The procedural differences are usually so small that it can be briefed before the flight. Generally all the folks that I've flown with from various operators generally operate it the same. Maybe they shut the APU down at 3000ft vs 10,000ft. But none of these preferences will generally cause any harm.
 
This is the whole Corpie thing (again, not all operators).


But far too often in that world, they are both PICs and alternate legs as such.

Um. What?


To quote John Travolta from Broken Arrow:


“One thing you don’t do, is share command. It’s never. a Good. Idea.”
Untrue. At least as far as I've ever seen. The guy who signs the logbook is the PIC. Now, it is true that pilots often change seats in corporate/charter, depending upon who is flying the airplane, and I personally don't think that's a uh "best practice" for the reasons you allude to. That said, there's only ever one PIC, and upon his dumb head goes the brown helmet when/if things go pear-shaped.

Ask me about the time some snot-nosed kid told me it was "(his) *turn* to be PIC". We had an emotionally significant Conversation.
 
Untrue. At least as far as I've ever seen. The guy who signs the logbook is the PIC. Now, it is true that pilots often change seats in corporate/charter, depending upon who is flying the airplane, and I personally don't think that's a uh "best practice" for the reasons you allude to. That said, there's only ever one PIC, and upon his dumb head goes the brown helmet when/if things go pear-shaped.

Ask me about the time some snot-nosed kid told me it was "(his) *turn* to be PIC". We had an emotionally significant Conversation.
Next thing you know, they’ll be walking on your lawn.
 
We have a couple captains who allowed certain FOs to develop an expectation that they “get” to fly from the left seat on their legs. I THINK it came from the guys who flew 35s where the AP only couples to the CA side instruments, so you basically had to fly from over there. I’m not about that. It’s my seat, I don’t like moving my stuff, and I’m probably tired and grouchy. If (because our staffing is an absolute •show right now) I am paired with another captain I will (grudgingly) seat swap.
 
We have a couple captains who allowed certain FOs to develop an expectation that they “get” to fly from the left seat on their legs. I THINK it came from the guys who flew 35s where the AP only couples to the CA side instruments, so you basically had to fly from over there. I’m not about that. It’s my seat, I don’t like moving my stuff, and I’m probably tired and grouchy. If (because our staffing is an absolute •show right now) I am paired with another captain I will (grudgingly) seat swap.
If you’re gonna swap, do it by day and not leg.
 
Not if Mr. AR-15 has anything to say about it!
77EAB169-CF8E-4876-9BE2-ADA9E02D6CD9.jpeg
 
Untrue. At least as far as I've ever seen. The guy who signs the logbook is the PIC. Now, it is true that pilots often change seats in corporate/charter, depending upon who is flying the airplane, and I personally don't think that's a uh "best practice" for the reasons you allude to. That said, there's only ever one PIC, and upon his dumb head goes the brown helmet when/if things go pear-shaped.

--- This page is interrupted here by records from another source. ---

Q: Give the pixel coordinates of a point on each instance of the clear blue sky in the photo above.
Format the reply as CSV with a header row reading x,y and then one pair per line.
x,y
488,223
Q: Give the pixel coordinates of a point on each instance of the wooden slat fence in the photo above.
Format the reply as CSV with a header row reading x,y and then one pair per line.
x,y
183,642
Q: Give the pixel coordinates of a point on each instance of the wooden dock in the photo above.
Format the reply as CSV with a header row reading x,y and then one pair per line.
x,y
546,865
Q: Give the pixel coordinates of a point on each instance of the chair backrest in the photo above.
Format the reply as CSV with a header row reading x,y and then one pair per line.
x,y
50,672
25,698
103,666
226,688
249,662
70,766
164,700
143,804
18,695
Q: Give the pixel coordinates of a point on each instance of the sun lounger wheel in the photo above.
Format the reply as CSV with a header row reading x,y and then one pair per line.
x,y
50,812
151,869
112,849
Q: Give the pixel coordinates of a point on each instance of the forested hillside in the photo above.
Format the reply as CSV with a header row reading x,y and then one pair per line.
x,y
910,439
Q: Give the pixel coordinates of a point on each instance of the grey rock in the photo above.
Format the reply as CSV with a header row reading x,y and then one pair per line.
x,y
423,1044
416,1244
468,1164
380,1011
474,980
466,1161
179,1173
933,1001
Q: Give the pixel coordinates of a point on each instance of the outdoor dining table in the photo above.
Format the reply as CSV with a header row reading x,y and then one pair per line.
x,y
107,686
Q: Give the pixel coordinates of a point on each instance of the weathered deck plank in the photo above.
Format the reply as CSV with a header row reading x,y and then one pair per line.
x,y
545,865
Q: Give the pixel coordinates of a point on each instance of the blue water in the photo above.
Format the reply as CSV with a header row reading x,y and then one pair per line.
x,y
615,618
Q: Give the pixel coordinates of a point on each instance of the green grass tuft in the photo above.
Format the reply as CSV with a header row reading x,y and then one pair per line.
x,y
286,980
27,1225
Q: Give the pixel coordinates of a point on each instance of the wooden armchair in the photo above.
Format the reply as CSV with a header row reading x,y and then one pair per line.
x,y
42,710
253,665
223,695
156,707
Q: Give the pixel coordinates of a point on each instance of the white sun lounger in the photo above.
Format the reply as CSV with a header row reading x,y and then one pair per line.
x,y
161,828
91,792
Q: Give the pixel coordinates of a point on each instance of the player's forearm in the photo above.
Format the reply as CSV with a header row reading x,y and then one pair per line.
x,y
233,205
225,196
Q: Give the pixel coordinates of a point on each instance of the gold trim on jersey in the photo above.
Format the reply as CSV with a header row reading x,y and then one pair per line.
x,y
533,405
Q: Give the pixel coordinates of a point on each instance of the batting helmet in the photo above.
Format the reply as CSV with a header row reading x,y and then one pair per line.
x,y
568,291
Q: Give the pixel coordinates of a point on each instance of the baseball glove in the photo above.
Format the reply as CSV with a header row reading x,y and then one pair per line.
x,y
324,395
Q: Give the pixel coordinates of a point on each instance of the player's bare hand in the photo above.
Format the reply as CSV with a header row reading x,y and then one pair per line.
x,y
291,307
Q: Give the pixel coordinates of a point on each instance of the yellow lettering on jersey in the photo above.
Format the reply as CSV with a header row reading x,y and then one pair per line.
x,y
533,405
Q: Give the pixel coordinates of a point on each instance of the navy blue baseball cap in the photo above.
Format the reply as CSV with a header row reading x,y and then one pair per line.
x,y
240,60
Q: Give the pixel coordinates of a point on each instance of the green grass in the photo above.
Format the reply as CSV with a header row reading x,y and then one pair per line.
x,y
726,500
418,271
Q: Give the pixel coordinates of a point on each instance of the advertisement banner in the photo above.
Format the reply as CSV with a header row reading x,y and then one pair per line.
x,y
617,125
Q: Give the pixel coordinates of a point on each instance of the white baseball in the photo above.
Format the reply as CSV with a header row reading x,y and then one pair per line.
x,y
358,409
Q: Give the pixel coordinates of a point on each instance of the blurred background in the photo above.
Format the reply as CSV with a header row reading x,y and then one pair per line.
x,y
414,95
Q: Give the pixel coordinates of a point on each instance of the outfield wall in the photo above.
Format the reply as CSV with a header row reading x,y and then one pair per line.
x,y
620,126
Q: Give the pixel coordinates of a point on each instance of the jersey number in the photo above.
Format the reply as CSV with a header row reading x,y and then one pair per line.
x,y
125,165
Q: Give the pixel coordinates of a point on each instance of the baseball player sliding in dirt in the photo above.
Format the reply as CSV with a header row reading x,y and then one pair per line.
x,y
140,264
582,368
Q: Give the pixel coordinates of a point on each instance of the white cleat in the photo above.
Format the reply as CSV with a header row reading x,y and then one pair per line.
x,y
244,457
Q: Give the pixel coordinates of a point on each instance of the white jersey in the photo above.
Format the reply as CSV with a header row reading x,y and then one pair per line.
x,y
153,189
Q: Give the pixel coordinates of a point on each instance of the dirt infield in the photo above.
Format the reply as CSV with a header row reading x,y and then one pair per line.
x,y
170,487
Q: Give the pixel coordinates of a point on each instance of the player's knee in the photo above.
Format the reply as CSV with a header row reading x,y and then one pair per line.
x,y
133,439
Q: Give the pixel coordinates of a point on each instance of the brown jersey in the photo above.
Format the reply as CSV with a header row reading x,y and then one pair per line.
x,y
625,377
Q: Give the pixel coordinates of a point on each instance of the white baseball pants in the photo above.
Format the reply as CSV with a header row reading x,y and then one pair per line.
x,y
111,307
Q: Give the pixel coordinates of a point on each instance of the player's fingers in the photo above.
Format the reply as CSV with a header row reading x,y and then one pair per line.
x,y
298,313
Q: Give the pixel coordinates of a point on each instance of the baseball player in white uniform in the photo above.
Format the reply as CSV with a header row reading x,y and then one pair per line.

Ask me about the time some snot-nosed kid told me it was "(his) *turn* to be PIC". We had an emotionally significant Conversation.

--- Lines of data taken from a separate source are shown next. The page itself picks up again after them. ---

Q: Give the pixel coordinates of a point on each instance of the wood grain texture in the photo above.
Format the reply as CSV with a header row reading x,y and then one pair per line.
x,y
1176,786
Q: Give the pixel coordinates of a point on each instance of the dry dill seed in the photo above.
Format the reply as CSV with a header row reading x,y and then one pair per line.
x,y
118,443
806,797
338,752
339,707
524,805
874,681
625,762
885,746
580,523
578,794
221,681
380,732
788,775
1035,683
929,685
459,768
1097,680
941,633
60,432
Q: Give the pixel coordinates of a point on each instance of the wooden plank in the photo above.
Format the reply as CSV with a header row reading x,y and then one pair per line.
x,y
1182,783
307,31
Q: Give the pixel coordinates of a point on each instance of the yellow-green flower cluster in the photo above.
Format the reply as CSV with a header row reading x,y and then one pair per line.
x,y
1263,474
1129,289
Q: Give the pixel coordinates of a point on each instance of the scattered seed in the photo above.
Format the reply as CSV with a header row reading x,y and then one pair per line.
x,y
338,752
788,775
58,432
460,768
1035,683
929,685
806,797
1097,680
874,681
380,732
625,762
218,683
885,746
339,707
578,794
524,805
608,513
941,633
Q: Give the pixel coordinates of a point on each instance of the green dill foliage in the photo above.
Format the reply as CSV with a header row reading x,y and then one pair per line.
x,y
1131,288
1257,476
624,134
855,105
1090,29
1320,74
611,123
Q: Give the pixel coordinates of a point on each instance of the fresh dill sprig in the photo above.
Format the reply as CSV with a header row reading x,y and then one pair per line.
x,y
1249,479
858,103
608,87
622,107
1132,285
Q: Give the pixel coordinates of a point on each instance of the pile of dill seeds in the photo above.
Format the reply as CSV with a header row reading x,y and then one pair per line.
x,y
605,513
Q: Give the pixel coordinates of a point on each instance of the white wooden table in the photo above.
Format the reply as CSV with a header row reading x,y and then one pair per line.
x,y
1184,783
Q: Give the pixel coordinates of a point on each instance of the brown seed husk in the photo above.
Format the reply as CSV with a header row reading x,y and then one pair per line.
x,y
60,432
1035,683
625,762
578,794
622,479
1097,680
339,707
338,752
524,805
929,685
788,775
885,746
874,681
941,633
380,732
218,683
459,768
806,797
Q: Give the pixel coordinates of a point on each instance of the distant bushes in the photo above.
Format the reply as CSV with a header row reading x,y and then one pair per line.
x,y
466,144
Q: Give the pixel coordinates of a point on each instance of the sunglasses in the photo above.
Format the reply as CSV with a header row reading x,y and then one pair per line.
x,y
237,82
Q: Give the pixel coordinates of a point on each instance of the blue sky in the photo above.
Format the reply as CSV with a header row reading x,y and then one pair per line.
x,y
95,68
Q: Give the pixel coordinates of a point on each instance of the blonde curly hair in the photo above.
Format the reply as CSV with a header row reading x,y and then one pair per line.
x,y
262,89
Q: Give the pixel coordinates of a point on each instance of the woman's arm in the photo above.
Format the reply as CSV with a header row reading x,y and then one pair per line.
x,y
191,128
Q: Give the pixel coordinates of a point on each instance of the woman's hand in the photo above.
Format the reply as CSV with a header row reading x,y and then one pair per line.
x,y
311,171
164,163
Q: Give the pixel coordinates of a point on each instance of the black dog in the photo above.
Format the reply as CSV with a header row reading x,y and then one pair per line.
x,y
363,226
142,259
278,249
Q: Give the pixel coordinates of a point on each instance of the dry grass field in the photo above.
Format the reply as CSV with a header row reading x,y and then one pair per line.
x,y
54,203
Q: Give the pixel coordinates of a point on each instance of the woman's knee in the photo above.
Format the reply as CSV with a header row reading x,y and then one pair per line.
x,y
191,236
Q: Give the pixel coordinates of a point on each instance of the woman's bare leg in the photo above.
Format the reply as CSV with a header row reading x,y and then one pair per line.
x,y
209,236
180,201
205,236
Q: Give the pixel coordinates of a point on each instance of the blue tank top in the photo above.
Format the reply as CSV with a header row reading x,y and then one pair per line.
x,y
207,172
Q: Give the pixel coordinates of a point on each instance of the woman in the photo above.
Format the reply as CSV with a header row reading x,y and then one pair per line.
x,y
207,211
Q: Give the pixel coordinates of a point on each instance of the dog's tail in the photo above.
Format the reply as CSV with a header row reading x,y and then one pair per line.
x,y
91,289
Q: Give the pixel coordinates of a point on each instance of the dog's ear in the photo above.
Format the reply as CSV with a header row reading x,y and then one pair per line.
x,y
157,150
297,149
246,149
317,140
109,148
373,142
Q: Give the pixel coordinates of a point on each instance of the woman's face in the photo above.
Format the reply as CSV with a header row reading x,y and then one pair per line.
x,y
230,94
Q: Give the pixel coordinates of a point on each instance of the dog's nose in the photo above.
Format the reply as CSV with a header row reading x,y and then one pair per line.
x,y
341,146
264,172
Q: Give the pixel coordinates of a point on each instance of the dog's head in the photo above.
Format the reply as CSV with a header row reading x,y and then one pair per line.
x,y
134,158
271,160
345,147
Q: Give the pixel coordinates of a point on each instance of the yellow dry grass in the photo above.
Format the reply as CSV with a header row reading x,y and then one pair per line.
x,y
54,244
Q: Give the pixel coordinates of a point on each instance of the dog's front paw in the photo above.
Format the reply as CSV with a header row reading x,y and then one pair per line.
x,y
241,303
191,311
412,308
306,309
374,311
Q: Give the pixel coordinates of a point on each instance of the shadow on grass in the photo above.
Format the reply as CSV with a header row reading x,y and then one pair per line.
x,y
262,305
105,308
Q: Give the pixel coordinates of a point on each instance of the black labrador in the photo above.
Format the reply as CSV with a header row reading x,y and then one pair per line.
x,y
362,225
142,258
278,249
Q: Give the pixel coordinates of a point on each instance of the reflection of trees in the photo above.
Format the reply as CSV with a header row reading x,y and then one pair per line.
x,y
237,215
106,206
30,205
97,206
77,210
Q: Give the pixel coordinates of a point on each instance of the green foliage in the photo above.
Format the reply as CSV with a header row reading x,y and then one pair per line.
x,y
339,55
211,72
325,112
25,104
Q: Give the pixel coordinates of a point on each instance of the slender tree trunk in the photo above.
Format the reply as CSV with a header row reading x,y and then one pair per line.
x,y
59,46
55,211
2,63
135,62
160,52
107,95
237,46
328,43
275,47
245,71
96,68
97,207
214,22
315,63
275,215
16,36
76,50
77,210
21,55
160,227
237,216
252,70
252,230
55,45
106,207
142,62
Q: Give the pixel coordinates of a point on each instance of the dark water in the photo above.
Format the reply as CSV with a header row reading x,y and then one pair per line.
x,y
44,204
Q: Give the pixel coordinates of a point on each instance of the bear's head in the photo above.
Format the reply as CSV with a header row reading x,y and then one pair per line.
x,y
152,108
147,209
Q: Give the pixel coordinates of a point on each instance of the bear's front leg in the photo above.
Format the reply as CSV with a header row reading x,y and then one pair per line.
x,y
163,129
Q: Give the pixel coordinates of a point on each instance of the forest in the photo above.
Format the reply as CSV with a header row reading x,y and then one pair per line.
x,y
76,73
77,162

I get what you are saying.


But I’ll say this too: When real poop (s-word) hits the fan, I think you could easily see two CAs come out. Even though there was only one who signed the book.

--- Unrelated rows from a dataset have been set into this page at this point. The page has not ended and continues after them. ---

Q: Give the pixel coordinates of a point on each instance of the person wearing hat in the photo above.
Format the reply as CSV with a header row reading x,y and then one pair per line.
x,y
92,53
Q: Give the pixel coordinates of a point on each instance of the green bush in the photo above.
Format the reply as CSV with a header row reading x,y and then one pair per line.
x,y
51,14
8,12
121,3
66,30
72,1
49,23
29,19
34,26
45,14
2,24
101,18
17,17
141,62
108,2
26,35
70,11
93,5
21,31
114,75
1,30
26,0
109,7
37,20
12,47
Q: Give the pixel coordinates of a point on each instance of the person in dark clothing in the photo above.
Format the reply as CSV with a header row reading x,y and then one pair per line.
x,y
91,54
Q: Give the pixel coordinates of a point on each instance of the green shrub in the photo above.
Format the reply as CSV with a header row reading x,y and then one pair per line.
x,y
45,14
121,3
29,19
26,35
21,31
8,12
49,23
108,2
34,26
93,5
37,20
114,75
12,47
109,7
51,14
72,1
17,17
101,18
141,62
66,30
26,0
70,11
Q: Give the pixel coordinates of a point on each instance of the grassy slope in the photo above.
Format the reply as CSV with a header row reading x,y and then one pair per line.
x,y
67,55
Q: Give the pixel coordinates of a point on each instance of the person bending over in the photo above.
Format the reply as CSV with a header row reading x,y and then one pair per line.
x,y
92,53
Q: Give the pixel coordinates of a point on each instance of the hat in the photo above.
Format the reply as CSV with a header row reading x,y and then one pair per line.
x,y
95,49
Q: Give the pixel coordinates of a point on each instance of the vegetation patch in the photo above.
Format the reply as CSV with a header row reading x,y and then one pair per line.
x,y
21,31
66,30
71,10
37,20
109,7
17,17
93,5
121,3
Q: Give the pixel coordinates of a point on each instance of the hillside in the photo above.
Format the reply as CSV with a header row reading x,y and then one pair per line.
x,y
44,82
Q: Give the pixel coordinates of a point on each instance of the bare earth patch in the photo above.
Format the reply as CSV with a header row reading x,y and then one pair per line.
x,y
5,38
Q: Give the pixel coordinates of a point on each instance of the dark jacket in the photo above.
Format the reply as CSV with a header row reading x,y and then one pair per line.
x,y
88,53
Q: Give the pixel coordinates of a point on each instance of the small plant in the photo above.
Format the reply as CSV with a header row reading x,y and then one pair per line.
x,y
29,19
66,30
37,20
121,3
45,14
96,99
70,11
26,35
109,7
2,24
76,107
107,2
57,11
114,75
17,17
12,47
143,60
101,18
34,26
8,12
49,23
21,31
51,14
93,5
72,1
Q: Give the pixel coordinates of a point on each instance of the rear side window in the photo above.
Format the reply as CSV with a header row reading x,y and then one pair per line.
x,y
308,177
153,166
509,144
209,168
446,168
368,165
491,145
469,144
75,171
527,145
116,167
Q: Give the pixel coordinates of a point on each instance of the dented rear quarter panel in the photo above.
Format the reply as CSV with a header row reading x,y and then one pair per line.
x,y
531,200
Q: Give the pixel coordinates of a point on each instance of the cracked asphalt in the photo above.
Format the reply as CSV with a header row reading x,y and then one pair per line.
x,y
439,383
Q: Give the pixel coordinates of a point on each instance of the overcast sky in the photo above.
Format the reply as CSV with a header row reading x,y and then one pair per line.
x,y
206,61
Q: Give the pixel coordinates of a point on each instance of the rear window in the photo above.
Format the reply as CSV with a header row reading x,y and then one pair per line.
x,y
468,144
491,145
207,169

Whereas at 121, there is only one CA and only one FO, paired, always. The FO has always been FO on that plane, and not acting as a PIC, nor switched seats.
 
Corpie world?





Joke aside, I don’t get this whole contractor thing. If I just showed up today as a CA into a 737 at DL, UA, or AA, and started doing my shop procedures, those FOs would be confused as heck. It wouldn’t make for a good or even safe environment. I am used to my procedures for the 737, they are used to theirs. Not sure how the corporate world pulls this off.
Because CAE and FSI essentially have the same procedures/flows. The manufacture of the airframe publishes them and the training facilities puts their stamp on them and changes the cover.

You're literally comparing apples to volley balls.

Also, drop the *corpie* thing. It's getting old and it's never been funny.